Well, every studio had their "Music Directors" - and if there wasn't a budget for a new musical score for a particular film, the musical director - who was a composer himself, usually - could "cut and paste" music cues from other scores to weave into a "new" score. For years, I've tried to figure out where the music cues from THE DEVIL BAT (1941) came from. I've never heard them from any previous film, but it appears that David Chudnow had them in his music library of "cues." the sloppier way of doing this was to have a film music editor literally "cut and paste" music tracks together, but the best way - if you had a musical director - was to rework "cues" from older "library" scores and write them into a fairly seamless musical score.

When pressed for time, composers like Has Salter or Frank Skinner or Max Steiner or Erich Wolfgang Korngold might take small pieces from other earlier compositions and weave them into new scores. I suspect that they did this at Fox more often than we might realize! I've heard cues from CHANDU THE MAGICIAN used in CHARLIE CHAN IN EGYPT and THE GORILLA - for example!

Question on CHARLIE CHAN IN EGYPT - are those "reconstructed" main titles for the film? The music seems like a patch job - from the rarely heard "exit music" CHANDU THE MAGICIAN (which is sadly, NOT on the "official" version of the film on DVD - and I suspect - the Blu-Ray version). I've heard that the film was one of the first to make it to TV - was there a problem with the main titles on that film?

Re: More Chan Music Mysteries!

10,000 thanks for this. This is what we've always wondered about.
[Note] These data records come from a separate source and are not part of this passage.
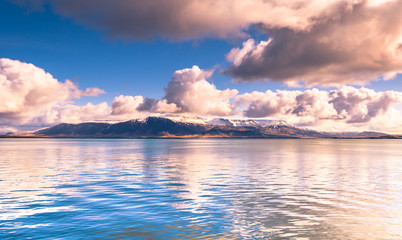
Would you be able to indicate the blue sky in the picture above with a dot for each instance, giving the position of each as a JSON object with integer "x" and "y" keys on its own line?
{"x": 69, "y": 50}
{"x": 132, "y": 49}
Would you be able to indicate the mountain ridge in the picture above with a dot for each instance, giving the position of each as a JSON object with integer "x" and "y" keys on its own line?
{"x": 178, "y": 127}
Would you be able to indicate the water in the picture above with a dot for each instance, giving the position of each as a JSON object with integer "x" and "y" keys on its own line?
{"x": 200, "y": 189}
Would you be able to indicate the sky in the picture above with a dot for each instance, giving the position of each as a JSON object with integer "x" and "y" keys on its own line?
{"x": 327, "y": 65}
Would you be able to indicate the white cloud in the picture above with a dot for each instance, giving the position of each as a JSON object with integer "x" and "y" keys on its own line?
{"x": 32, "y": 98}
{"x": 356, "y": 107}
{"x": 355, "y": 44}
{"x": 192, "y": 93}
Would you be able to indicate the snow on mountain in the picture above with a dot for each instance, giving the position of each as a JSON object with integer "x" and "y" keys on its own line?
{"x": 248, "y": 122}
{"x": 186, "y": 119}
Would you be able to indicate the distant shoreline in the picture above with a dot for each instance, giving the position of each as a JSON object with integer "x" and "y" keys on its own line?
{"x": 201, "y": 137}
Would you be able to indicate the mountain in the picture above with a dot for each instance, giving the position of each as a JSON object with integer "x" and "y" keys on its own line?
{"x": 181, "y": 127}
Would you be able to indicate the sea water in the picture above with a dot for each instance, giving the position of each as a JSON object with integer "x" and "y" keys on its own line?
{"x": 200, "y": 189}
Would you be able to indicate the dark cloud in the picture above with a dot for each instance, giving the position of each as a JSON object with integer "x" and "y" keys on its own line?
{"x": 351, "y": 46}
{"x": 352, "y": 105}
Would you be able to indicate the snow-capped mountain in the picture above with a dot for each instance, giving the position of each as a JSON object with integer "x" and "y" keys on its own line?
{"x": 183, "y": 127}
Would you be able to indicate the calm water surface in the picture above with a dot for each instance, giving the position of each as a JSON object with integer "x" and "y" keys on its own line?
{"x": 200, "y": 188}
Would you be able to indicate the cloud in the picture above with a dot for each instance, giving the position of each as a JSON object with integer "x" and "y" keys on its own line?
{"x": 353, "y": 45}
{"x": 347, "y": 105}
{"x": 187, "y": 19}
{"x": 28, "y": 91}
{"x": 192, "y": 93}
{"x": 32, "y": 98}
{"x": 327, "y": 43}
{"x": 188, "y": 91}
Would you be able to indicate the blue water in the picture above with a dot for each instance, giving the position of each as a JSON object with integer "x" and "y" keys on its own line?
{"x": 200, "y": 189}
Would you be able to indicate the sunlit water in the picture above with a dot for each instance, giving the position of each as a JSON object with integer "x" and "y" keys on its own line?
{"x": 200, "y": 188}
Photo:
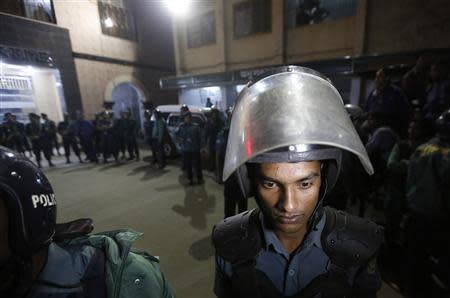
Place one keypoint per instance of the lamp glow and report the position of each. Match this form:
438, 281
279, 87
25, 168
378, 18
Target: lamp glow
178, 7
109, 23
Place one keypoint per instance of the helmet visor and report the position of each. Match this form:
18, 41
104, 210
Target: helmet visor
286, 109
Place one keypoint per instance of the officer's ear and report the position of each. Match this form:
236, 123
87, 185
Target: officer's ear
4, 231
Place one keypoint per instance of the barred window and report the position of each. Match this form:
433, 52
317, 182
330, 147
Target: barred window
309, 12
252, 17
201, 30
116, 20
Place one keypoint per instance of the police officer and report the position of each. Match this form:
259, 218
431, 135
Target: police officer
158, 133
40, 139
33, 264
105, 128
287, 134
50, 126
190, 137
428, 219
14, 133
85, 131
130, 131
66, 130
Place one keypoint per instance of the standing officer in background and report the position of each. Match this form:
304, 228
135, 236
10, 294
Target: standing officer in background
40, 139
85, 131
159, 130
130, 131
67, 131
286, 139
34, 264
190, 137
13, 133
428, 208
50, 127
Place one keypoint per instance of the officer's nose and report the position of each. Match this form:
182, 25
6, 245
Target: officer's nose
289, 202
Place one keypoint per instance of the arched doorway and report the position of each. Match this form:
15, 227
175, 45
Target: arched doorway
126, 96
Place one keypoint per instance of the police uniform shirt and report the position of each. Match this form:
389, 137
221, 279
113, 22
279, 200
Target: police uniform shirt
71, 272
289, 274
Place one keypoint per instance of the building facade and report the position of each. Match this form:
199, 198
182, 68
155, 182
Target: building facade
221, 45
91, 54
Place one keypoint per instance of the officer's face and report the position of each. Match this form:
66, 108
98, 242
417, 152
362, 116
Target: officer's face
4, 225
290, 192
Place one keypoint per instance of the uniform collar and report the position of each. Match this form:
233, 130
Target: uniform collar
312, 238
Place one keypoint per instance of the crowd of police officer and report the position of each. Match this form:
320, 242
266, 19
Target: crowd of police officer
405, 126
104, 137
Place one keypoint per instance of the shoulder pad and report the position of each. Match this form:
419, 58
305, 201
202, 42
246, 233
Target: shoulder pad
237, 238
349, 240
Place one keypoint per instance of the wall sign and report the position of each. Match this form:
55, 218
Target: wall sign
25, 56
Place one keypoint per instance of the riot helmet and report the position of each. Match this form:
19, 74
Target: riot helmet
443, 125
30, 203
354, 111
293, 114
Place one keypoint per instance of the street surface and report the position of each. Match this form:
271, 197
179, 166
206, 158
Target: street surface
176, 219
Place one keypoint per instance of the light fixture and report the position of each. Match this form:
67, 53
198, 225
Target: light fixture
178, 7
Do you have any idea how long the "music director" had to do the cut-and-pasting? Days? Weeks? Months?

We can envision these folks keeping a notebook of "fight scene," "suspense," "diabolical chase," and whatnot so that they could cobble these together pretty quickly. But it would still be a huge job.

And...did the studios have copyists to write out the parts for the orchestra musicians?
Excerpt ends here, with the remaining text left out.